L'éleveur alerte ensuite le préfet sur le sujet du désherbage : « Nous allons avoir un problème avec l'arrêt du flufénacet. Il y a un nouveau produit qui arrive mais nous ne savons pas s'il sera autorisé en zones drainées… Or par ici, tout est drainé ». Il pointe aussi toute la difficulté d'expliquer au grand public le bien-fondé de certaines pratiques, que ce soit au sujet de la Dermatose nodulaire contagieuse (DNC) ou de l'acétamipride : « Dès que l'on s'exprime, on se fait assassiner sur les réseaux. J'ai essayé… ».
À propos de la DNC, le préfet relève que la stratégie mise en place porte ses fruits. « Il n'y a pas de nouveaux cas et la stratégie vaccinale se déploie rapidement », constate-t-il. « En tout cas, si elle arrivait ici, je n'hésiterais pas à le signaler pour protéger mes voisins, ou si elle arrivait chez un voisin, à l'aider à reconstituer son cheptel », assure Alexandre Plateau.
Il est question aussi de diversification : « Il faudrait intégrer plus de légumineuses dans les rotations mais c'est compliqué sans eau, le maïs ne marche pas très bien en terres superficielles, quant aux cultures de niche, si tout le monde en fait, le marché s'écroule ».
Visite des installations
À la suite de ces échanges, l'éleveur percheron invite tout le monde à venir visiter ses installations. Dans le bâtiment qui abrite ses limousines, il explique ses méthodes d'élevage, qu'il ne veut pas que ses animaux soient engraissés en Italie ou en Espagne, comment il améliore la génétique de la troupe ou encore qu'il travaille en moyenne 90 heures par semaine, sans compter ses divers engagements. Alexandre Plateau a été président de Jeunes agriculteurs d'Eure-et-Loir, administrateur au niveau régional et occupe aujourd'hui le poste de secrétaire général adjoint à la FNSEA 28.
Plus loin, dans l'ancien bâtiment où quelques taurillons engraissent tranquillement durant quelques mois, Alexandre Plateau explique qu'il stocke toutes ses céréales : « Mais ce n'est pas forcément un bon calcul en ce moment car les prix ont tendance à baisser juste après la récolte ». Il vend en général à une coopérative ou à des négoces.

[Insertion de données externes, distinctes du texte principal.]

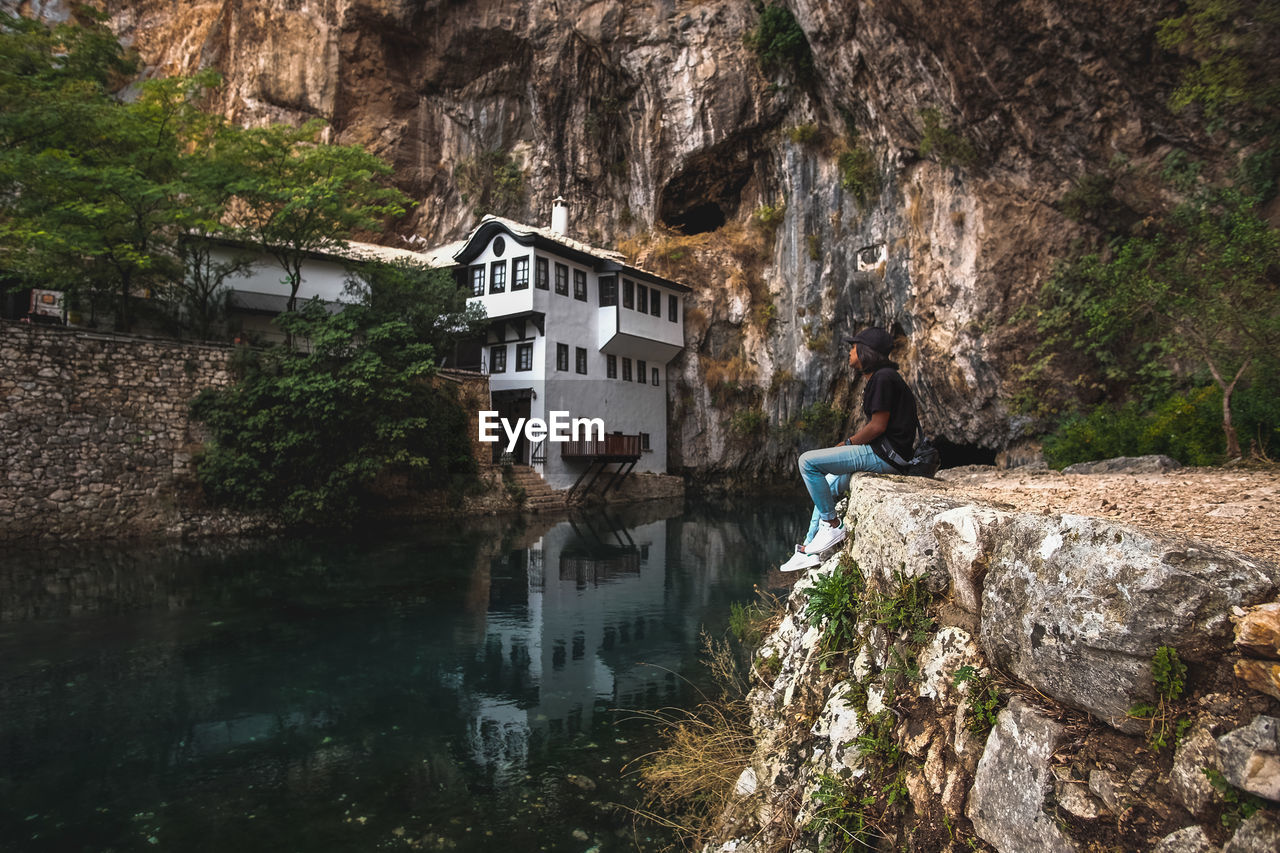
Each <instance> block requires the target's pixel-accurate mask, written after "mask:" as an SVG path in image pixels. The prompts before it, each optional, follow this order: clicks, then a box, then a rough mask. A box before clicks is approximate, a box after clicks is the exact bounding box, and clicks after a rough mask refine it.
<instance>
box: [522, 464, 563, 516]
mask: <svg viewBox="0 0 1280 853" xmlns="http://www.w3.org/2000/svg"><path fill="white" fill-rule="evenodd" d="M511 479H512V482H515V483H516V484H517V485H520V487H521V488H524V489H525V502H524V503H522V505H521V507H520V508H521V510H524V511H526V512H553V511H557V510H563V508H564V507H566V506H567V493H566V492H557V491H556V489H553V488H552V487H550V485H548V484H547V480H544V479H543V475H541V474H539V473H538V471H536V470H535V469H532V467H530V466H529V465H512V466H511Z"/></svg>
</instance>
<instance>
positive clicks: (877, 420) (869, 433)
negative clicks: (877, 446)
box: [849, 411, 888, 444]
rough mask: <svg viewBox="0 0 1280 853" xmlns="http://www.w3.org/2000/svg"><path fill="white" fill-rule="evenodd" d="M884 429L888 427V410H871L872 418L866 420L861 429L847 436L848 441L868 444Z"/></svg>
mask: <svg viewBox="0 0 1280 853" xmlns="http://www.w3.org/2000/svg"><path fill="white" fill-rule="evenodd" d="M886 429H888V412H887V411H873V412H872V419H870V420H869V421H867V424H864V425H863V428H861V429H859V430H858V432H856V433H854V434H852V435H850V437H849V443H850V444H870V443H872V442H873V441H876V439H877V438H879V437H881V435H883V434H884V430H886Z"/></svg>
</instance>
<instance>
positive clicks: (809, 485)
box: [800, 444, 897, 544]
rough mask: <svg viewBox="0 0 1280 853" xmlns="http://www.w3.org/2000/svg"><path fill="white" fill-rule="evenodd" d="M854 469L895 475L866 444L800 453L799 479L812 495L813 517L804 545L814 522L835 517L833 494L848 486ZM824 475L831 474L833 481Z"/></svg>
mask: <svg viewBox="0 0 1280 853" xmlns="http://www.w3.org/2000/svg"><path fill="white" fill-rule="evenodd" d="M858 471H869V473H873V474H896V473H897V471H895V470H893V466H892V465H890V464H888V462H886V461H884V460H882V459H881V457H879V456H877V455H876V451H873V450H872V448H870V446H869V444H841V446H838V447H823V448H822V450H814V451H808V452H805V453H801V455H800V479H801V480H804V487H805V488H806V489H808V491H809V497H810V498H813V519H812V520H810V524H809V535H808V537H806V538H805V544H808V543H809V539H812V538H813V534H814V533H817V530H818V521H820V520H823V519H826V520H827V521H835V520H836V496H838V494H841V493H842V492H845V491H846V489H847V488H849V479H850V478H849V475H850V474H855V473H858ZM828 475H835V478H836V479H835V482H832V480H831V478H829V476H828Z"/></svg>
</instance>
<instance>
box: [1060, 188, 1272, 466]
mask: <svg viewBox="0 0 1280 853" xmlns="http://www.w3.org/2000/svg"><path fill="white" fill-rule="evenodd" d="M1276 269H1280V232H1276V229H1275V228H1272V227H1271V225H1270V224H1268V223H1267V222H1266V219H1263V218H1262V215H1261V211H1260V210H1258V206H1257V199H1256V197H1252V196H1247V195H1244V193H1242V192H1239V191H1236V190H1219V191H1215V192H1212V193H1210V195H1206V196H1203V197H1199V199H1196V200H1193V201H1189V202H1185V204H1183V205H1180V206H1179V207H1178V209H1175V210H1174V213H1172V214H1171V215H1170V216H1167V218H1166V219H1165V220H1162V222H1160V223H1157V224H1156V225H1153V227H1152V228H1151V229H1149V231H1148V233H1146V234H1139V236H1135V237H1129V238H1121V240H1119V241H1116V242H1115V243H1112V246H1111V247H1110V254H1108V255H1100V254H1094V255H1087V256H1084V257H1082V259H1079V260H1078V261H1075V263H1074V264H1070V265H1068V266H1065V268H1062V269H1061V270H1059V273H1057V274H1055V275H1053V278H1052V279H1051V280H1050V283H1048V284H1047V286H1046V288H1044V291H1043V293H1042V302H1043V304H1042V313H1041V321H1039V329H1041V332H1042V333H1044V334H1046V336H1047V346H1048V347H1050V348H1052V347H1055V346H1056V347H1062V346H1068V345H1069V346H1070V347H1073V348H1075V350H1076V351H1080V352H1083V353H1085V355H1087V356H1088V357H1089V359H1091V360H1092V362H1093V364H1094V365H1096V368H1097V370H1098V373H1100V377H1101V378H1102V379H1103V380H1106V382H1110V383H1129V386H1130V387H1142V386H1147V387H1151V386H1155V384H1161V383H1169V382H1170V379H1171V378H1175V377H1176V374H1178V373H1179V371H1180V370H1181V371H1183V373H1185V368H1187V366H1188V365H1199V366H1202V368H1203V369H1204V370H1206V371H1207V373H1208V375H1210V377H1212V380H1213V383H1215V384H1216V386H1217V388H1219V391H1220V393H1221V400H1222V433H1224V435H1225V439H1226V452H1228V455H1229V456H1231V457H1236V456H1239V455H1240V444H1239V439H1238V437H1236V432H1235V425H1234V419H1233V411H1231V398H1233V394H1234V393H1235V389H1236V387H1238V386H1239V383H1240V382H1242V380H1243V379H1244V378H1245V377H1248V375H1249V374H1251V370H1253V369H1254V368H1258V366H1260V365H1263V364H1270V361H1271V355H1272V353H1274V352H1276V351H1277V348H1280V289H1277V287H1276V280H1275V275H1276ZM1260 378H1262V379H1266V377H1260Z"/></svg>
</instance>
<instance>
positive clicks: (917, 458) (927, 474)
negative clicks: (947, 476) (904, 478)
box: [905, 432, 942, 476]
mask: <svg viewBox="0 0 1280 853" xmlns="http://www.w3.org/2000/svg"><path fill="white" fill-rule="evenodd" d="M916 435H918V439H916V442H915V451H914V452H913V453H911V461H909V462H908V464H906V471H905V473H906V474H908V475H909V476H933V475H934V474H937V473H938V466H940V465H942V453H940V452H938V448H937V447H934V446H933V442H932V441H929V439H928V437H925V435H924V433H923V432H922V433H916Z"/></svg>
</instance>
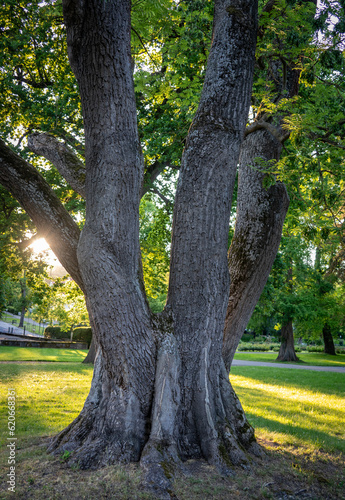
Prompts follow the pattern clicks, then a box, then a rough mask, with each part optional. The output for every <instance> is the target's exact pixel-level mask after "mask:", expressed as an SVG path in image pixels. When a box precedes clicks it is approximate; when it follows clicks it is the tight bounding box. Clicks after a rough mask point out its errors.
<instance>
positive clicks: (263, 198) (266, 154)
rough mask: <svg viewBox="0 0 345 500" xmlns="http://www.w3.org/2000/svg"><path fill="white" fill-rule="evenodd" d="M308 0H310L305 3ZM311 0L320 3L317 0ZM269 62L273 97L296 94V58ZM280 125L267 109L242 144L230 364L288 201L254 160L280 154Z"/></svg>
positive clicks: (245, 326)
mask: <svg viewBox="0 0 345 500" xmlns="http://www.w3.org/2000/svg"><path fill="white" fill-rule="evenodd" d="M304 1H309V0H301V3H303V2H304ZM274 3H275V0H272V1H271V0H270V1H269V2H267V4H266V6H265V7H264V8H263V11H262V12H269V11H271V10H272V8H273V7H274ZM313 3H314V4H315V6H316V1H315V0H313ZM259 33H260V31H259ZM267 62H268V66H269V71H268V74H267V76H266V77H267V79H268V80H269V81H270V82H271V84H272V85H273V87H274V88H275V90H276V98H275V102H278V101H279V100H280V99H281V98H282V97H284V98H292V97H294V96H295V95H297V94H298V89H299V75H300V71H299V70H297V69H296V68H295V64H294V62H293V61H290V63H289V66H288V67H286V65H287V61H285V62H284V63H283V62H282V60H278V58H274V57H273V58H272V60H269V61H267ZM284 75H286V79H285V77H284ZM281 125H282V117H279V116H275V117H274V119H273V120H272V117H271V116H270V115H269V114H268V113H265V114H264V115H258V116H257V117H256V119H255V121H254V122H253V123H252V124H250V125H249V126H248V127H247V129H246V139H245V141H244V143H243V144H242V148H241V156H240V166H239V187H238V202H237V218H236V228H235V234H234V238H233V240H232V244H231V247H230V249H229V270H230V276H231V288H230V297H229V304H228V309H227V313H226V321H225V328H224V347H223V356H224V361H225V365H226V368H227V369H228V370H230V366H231V363H232V360H233V357H234V355H235V351H236V349H237V346H238V343H239V341H240V339H241V337H242V334H243V332H244V329H245V328H246V326H247V323H248V322H249V320H250V317H251V315H252V313H253V311H254V308H255V305H256V303H257V301H258V300H259V298H260V295H261V293H262V291H263V288H264V286H265V284H266V281H267V278H268V276H269V273H270V270H271V267H272V265H273V262H274V259H275V256H276V253H277V251H278V247H279V242H280V238H281V232H282V227H283V223H284V219H285V216H286V212H287V209H288V206H289V198H288V195H287V191H286V188H285V186H284V185H283V184H282V183H280V182H278V183H276V184H275V185H274V186H271V187H270V188H269V189H268V190H266V189H265V188H264V187H263V181H264V177H265V174H264V172H263V171H262V168H260V167H259V165H256V161H255V159H256V158H261V159H262V160H263V161H269V160H279V158H280V154H281V149H282V143H283V142H284V141H285V140H286V139H287V138H288V137H289V132H288V131H286V130H284V129H283V128H282V126H281ZM253 167H254V168H253Z"/></svg>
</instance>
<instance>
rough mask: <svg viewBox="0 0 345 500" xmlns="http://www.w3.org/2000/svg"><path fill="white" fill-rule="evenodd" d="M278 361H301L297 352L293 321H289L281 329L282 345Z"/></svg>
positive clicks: (281, 339)
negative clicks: (298, 358) (294, 335)
mask: <svg viewBox="0 0 345 500" xmlns="http://www.w3.org/2000/svg"><path fill="white" fill-rule="evenodd" d="M277 361H299V359H298V357H297V356H296V352H295V341H294V336H293V327H292V320H290V321H288V322H287V323H286V324H284V325H283V326H282V329H281V344H280V349H279V353H278V357H277Z"/></svg>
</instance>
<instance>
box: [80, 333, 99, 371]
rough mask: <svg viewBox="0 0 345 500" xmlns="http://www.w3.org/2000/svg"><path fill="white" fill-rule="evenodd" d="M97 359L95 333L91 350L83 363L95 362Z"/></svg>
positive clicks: (88, 363) (92, 339)
mask: <svg viewBox="0 0 345 500" xmlns="http://www.w3.org/2000/svg"><path fill="white" fill-rule="evenodd" d="M95 359H96V342H95V336H94V335H93V336H92V339H91V344H90V347H89V352H88V353H87V355H86V358H85V359H84V361H83V363H85V364H93V363H94V362H95Z"/></svg>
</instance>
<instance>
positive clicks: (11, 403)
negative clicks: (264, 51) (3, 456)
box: [7, 389, 17, 493]
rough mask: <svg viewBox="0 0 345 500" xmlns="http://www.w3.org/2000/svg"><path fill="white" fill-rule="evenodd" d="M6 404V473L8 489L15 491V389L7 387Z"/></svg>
mask: <svg viewBox="0 0 345 500" xmlns="http://www.w3.org/2000/svg"><path fill="white" fill-rule="evenodd" d="M7 406H8V417H7V427H8V435H9V437H8V438H7V449H8V460H7V463H8V465H9V472H8V474H7V477H8V480H7V483H8V488H7V489H8V490H9V491H12V492H13V493H15V491H16V441H17V438H16V437H15V435H16V391H15V389H8V394H7Z"/></svg>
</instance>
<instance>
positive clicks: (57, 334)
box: [44, 326, 71, 340]
mask: <svg viewBox="0 0 345 500" xmlns="http://www.w3.org/2000/svg"><path fill="white" fill-rule="evenodd" d="M44 337H45V338H46V339H55V340H71V332H70V331H69V330H63V329H62V328H61V327H60V326H47V328H46V329H45V330H44Z"/></svg>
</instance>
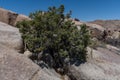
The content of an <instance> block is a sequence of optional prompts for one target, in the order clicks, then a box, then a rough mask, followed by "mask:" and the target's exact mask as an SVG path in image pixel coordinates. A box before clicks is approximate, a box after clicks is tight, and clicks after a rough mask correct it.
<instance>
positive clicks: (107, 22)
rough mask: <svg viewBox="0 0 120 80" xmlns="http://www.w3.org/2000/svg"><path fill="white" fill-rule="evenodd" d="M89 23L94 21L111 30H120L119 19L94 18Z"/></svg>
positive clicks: (91, 22) (94, 21) (94, 23)
mask: <svg viewBox="0 0 120 80" xmlns="http://www.w3.org/2000/svg"><path fill="white" fill-rule="evenodd" d="M89 23H94V24H98V25H101V26H103V27H104V28H109V29H113V30H118V29H119V30H120V20H95V21H91V22H89Z"/></svg>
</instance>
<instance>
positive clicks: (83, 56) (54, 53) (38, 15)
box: [17, 5, 90, 67]
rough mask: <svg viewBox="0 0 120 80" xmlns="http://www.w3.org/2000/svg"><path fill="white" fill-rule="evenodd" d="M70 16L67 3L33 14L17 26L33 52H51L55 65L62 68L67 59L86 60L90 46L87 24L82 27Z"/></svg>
mask: <svg viewBox="0 0 120 80" xmlns="http://www.w3.org/2000/svg"><path fill="white" fill-rule="evenodd" d="M70 16H71V11H70V12H69V13H68V14H64V6H63V5H61V6H60V7H59V8H56V7H49V8H48V11H44V12H43V11H36V12H33V13H31V14H30V16H29V17H30V18H31V20H30V21H22V22H19V23H18V24H17V27H18V28H19V29H20V32H21V33H22V38H23V40H24V42H25V44H26V46H27V48H28V49H29V50H30V51H31V52H33V54H39V53H40V52H41V51H43V54H45V53H46V52H47V53H49V54H50V55H51V56H52V57H53V59H54V61H55V63H56V65H55V67H60V66H63V63H64V59H65V58H69V59H70V60H72V59H77V60H79V61H86V48H87V46H88V45H89V41H90V37H89V31H88V30H87V26H86V25H82V26H80V27H81V29H80V30H78V29H77V27H76V26H75V24H74V23H73V22H72V20H70ZM62 60H63V61H62ZM57 63H58V64H57Z"/></svg>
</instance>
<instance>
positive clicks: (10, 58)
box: [0, 22, 61, 80]
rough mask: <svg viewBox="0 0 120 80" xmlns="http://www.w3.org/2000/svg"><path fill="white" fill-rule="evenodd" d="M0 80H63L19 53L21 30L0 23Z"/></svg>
mask: <svg viewBox="0 0 120 80" xmlns="http://www.w3.org/2000/svg"><path fill="white" fill-rule="evenodd" d="M0 38H1V39H0V80H61V78H60V77H61V76H60V75H59V74H57V73H56V72H55V71H54V70H53V69H49V68H45V67H44V68H43V69H42V68H40V67H39V66H38V65H36V64H35V63H33V62H32V61H31V60H30V59H28V58H27V57H26V56H25V55H24V54H20V53H19V51H20V50H21V48H22V47H23V45H22V39H21V35H20V33H19V30H18V29H17V28H15V27H12V26H9V25H7V24H5V23H2V22H0Z"/></svg>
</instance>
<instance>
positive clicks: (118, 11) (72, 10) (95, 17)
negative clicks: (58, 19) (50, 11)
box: [0, 0, 120, 21]
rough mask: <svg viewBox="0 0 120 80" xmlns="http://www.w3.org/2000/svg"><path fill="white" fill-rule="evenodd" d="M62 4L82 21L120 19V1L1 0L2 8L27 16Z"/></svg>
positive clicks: (75, 15) (102, 0)
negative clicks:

Il sera également question d'assurance, dont il profite grâce aux réductions accordées aux nouveaux installés, ou du fait que l'élevage n'est pas considéré comme il le devrait en Commission départementale d'orientation de l'agriculture (CDOA).
Toujours à l'écoute
Comme à son habitude, Hervé Jonathan s'est montré curieux des tenants et aboutissants du travail de l'exploitant et à l'écoute des problématiques à remonter.